Tuesday, July 8, 2014

Review: Landline

Georgie McCool knows her marriage is in trouble. That it’s been in trouble for a long time. She still loves her husband, Neal, and Neal still loves her, deeply — but that almost seems besides the point now.

Maybe that was always besides the point.

Two days before they’re supposed to visit Neal’s family in Omaha for Christmas, Georgie tells Neal that she can’t go. She’s a TV writer, and something’s come up on her show; she has to stay in Los Angeles. She knows that Neal will be upset with her — Neal is always a little upset with Georgie — but she doesn’t expect to him to pack up the kids and go home without her.

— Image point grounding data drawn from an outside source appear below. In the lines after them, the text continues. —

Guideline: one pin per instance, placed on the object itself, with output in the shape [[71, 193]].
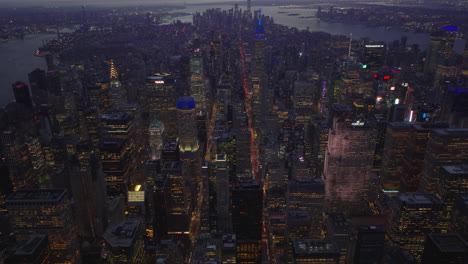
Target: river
[[282, 16], [18, 55], [17, 61]]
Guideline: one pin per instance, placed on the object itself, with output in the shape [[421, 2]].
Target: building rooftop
[[461, 204], [116, 116], [170, 145], [419, 198], [451, 132], [400, 125], [315, 246], [186, 103], [428, 126], [37, 196], [123, 234], [456, 169], [339, 223], [341, 108], [448, 242], [30, 245], [156, 123]]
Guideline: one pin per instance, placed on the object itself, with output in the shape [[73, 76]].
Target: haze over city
[[234, 132]]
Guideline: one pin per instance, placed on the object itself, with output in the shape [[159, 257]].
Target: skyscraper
[[117, 93], [222, 194], [187, 124], [349, 158], [414, 154], [38, 83], [159, 101], [258, 78], [124, 242], [156, 131], [247, 211], [46, 211], [197, 81], [393, 154]]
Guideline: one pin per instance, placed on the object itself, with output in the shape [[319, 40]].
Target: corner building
[[46, 211]]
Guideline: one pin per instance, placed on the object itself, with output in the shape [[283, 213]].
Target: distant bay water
[[304, 18], [18, 55]]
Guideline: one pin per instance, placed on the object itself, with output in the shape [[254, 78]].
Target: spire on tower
[[113, 71], [260, 17]]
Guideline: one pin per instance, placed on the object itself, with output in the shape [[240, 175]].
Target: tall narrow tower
[[258, 73], [187, 124], [117, 93], [197, 80], [156, 130]]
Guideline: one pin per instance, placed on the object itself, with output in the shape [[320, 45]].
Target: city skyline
[[224, 134]]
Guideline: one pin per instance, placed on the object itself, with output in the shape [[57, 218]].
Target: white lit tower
[[258, 73], [188, 146], [187, 124], [197, 81], [117, 93], [156, 130]]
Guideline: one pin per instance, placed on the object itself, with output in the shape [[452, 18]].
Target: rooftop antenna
[[350, 43], [259, 16]]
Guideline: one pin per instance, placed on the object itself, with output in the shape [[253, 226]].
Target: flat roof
[[30, 244], [116, 116], [451, 132], [448, 242], [315, 246], [341, 107], [419, 198], [37, 195], [123, 234], [456, 169]]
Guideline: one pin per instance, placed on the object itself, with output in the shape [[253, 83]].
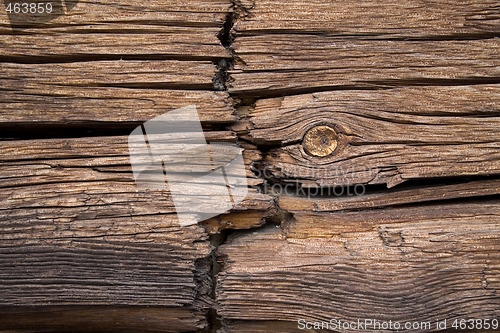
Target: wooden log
[[369, 18], [98, 318], [112, 29], [76, 231], [422, 263], [396, 197], [384, 136], [282, 64], [108, 93]]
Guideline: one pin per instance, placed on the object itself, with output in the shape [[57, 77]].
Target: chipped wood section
[[108, 93], [422, 263], [369, 18], [290, 47], [290, 64], [92, 178], [393, 197], [176, 29], [98, 318], [77, 230], [391, 135]]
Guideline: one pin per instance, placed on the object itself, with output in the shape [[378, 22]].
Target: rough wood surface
[[396, 197], [387, 136], [287, 64], [98, 319], [77, 230], [175, 29], [369, 18], [287, 47], [111, 93], [406, 91], [420, 263]]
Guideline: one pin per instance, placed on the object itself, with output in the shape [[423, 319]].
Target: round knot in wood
[[320, 141]]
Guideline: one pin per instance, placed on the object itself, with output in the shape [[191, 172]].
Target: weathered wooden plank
[[92, 173], [402, 264], [176, 29], [383, 136], [114, 93], [392, 197], [277, 64], [369, 18], [97, 318], [77, 231]]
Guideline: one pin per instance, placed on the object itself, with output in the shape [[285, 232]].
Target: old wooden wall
[[409, 89]]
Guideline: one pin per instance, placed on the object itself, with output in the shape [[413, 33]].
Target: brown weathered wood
[[369, 18], [111, 93], [176, 29], [274, 64], [392, 198], [288, 47], [76, 230], [401, 264], [98, 318], [387, 136]]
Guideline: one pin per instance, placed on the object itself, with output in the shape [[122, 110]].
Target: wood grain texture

When her husband and the kids leave for the airport, Georgie wonders if she’s finally done it. If she’s ruined everything.

That night, Georgie discovers a way to communicate with Neal in the past. It’s not time travel, not exactly, but she feels like she’s been given an opportunity to fix her marriage before it starts . . .

Is that what she’s supposed to do?

Or would Georgie and Neal be better off if their marriage never happened?

OMG. This book. I just can't even with it.

I loved the storyline and plot of this novel. It was so very intriguing with the whole idea of being able to talk to someone in the past from a phone. The thing is is that it seemed normal too. I loved Georgie's character and I believe she really developed well throughout the novel. I loved how she didn't just think about herself but thought about her kids and husband too, especially towards the end of the novel.

Rainbow Rowell's writing is phenomenal and I love reading her books. I own every single one except Attachments (which I am so excited to dive into). Honestly if you've never read a Rainbow Rowell book before, you have not lived life. This review is mostly raving because it was THAT GOOD. Definitely my favorite book of 2014 and one of my favorites of all time. I believe that anyone could enjoy this book from ages 16 to 80. It is an adult book that does have references to sexual stuffs and vulgar language (like the work fuck), but other than that I think it's a book even older young adults can read.